Speaking of the Lone Cyberman, I like his inclusion as a way to link the forthcoming finale with Captain Jack Harkness’s warning from a few episodes back, but I also felt that the episode became a little sloppy once he arrives. In trying to juggle the needs of the Mary Shelley plot with the needs of the Lone Cyberman plot, the episode trips over its own feet a little. Not terribly, mind you, but part of the problem is that after such a compelling setup, a Cyberman is so immediately recognizable that to make it a part of the “haunting” feels almost anti-climactic. For a moment, though, I thought the Cyberman was going to be revealed as the missing Percy Shelley, somehow dragged to the future, transformed, and sent back.
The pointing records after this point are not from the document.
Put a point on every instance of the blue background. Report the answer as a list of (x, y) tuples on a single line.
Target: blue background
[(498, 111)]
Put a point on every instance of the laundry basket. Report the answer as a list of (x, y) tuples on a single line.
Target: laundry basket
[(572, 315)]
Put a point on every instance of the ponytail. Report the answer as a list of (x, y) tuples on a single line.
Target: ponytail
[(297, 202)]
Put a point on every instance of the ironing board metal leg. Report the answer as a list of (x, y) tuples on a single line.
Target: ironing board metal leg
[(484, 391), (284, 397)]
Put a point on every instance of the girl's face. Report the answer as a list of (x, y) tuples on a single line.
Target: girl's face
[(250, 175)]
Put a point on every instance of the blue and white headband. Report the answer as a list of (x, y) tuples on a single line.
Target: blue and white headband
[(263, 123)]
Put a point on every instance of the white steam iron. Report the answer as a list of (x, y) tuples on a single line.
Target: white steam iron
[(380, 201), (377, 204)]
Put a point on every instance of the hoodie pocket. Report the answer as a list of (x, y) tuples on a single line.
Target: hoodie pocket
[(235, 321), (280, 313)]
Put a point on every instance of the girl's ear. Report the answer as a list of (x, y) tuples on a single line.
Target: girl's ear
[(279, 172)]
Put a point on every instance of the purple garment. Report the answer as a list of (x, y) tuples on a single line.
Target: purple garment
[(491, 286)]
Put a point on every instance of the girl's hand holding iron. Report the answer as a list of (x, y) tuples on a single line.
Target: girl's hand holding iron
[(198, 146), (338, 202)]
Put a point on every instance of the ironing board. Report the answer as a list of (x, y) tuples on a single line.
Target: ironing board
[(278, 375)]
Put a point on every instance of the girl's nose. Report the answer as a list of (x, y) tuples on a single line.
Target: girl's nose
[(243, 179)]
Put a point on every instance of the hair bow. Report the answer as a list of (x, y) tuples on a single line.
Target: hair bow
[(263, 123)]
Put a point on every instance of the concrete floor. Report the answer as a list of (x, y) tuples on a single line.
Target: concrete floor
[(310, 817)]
That would have been an interesting twist!

One thing didn’t make sense to me. I get how the Cyberium could make Shelley briefly invisible and use a perception filter to turn the house into a maze all in order to protect itself, but what was the point of reanimating the skeleton hand? What was it trying to do? Certainly it wasn’t trying to scare everybody out of the house, considering it wouldn’t let them leave. It just seemed to exist for added creepiness.
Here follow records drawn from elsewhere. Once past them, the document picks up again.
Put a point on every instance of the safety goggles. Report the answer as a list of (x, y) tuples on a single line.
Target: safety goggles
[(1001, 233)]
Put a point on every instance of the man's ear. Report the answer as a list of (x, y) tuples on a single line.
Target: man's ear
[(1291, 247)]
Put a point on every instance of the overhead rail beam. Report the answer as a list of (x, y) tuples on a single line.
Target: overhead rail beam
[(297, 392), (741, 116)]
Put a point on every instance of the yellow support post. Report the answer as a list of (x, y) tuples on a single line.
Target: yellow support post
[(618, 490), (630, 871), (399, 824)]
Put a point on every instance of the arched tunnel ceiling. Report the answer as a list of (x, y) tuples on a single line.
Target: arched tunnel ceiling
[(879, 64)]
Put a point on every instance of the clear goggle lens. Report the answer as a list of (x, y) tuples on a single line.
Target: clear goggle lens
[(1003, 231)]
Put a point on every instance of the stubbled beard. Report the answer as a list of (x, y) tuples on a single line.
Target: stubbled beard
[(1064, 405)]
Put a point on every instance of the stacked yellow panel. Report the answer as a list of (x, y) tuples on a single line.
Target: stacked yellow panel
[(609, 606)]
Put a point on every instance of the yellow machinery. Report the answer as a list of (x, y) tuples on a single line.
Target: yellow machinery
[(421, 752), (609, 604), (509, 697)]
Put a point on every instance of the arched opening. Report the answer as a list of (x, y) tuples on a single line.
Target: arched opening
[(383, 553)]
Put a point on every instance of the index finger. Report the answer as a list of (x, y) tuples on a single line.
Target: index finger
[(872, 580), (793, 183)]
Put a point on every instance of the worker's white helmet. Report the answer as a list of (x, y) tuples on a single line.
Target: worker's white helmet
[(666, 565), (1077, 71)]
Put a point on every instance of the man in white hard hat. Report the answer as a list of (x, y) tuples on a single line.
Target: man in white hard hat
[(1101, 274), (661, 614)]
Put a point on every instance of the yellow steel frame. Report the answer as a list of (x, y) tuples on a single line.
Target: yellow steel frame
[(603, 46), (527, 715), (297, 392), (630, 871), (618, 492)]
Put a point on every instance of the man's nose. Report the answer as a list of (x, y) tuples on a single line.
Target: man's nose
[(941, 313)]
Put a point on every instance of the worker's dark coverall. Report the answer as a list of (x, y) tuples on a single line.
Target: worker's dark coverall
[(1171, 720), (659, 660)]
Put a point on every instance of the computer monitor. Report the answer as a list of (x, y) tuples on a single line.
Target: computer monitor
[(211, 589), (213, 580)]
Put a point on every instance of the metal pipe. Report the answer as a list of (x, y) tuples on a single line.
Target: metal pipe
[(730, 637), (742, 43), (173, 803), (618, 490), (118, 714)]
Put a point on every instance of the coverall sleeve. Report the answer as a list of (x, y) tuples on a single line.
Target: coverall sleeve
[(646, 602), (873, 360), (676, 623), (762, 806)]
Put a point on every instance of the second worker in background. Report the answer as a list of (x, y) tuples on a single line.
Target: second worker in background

And now for some Doctor Who neepery! The Doctor mentions to Byron that she knows his daughter, Ada. This is a reference to the earlier episode this season, “Spyfall, Part Two,” in which she meets computer pioneer Ada Lovelace (nee Byron) in 1834. Later, the Doctor explains to her companions that the reason they can’t follow her into danger is because she refuses to lose anyone else to Cyber-conversion. This struck me as a direct reference to what happened to Bill in the 2017 Twelfth Doctor two-parter “World Enough and Time”/”The Doctor Falls.” However, the Doctor has seen other people get turned into Cybermen as well over the years, including Danny Pink in the 2014 Twelfth Doctor episode “Death in Heaven.” (Ostensibly, the Brigadier was also turned into a Cyberman in that same episode!) Lastly, the future Cyber-War the Doctor mentions might be the same one referenced in the 1974-5 Fourth Doctor serial “Revenge of the Cybermen,” in which we learn the planet Voga helped defeat the Cybermen by identifying gold dust as their weakness and developing gold dust particle-shooting weapons with the unfortunate name of….glitterguns.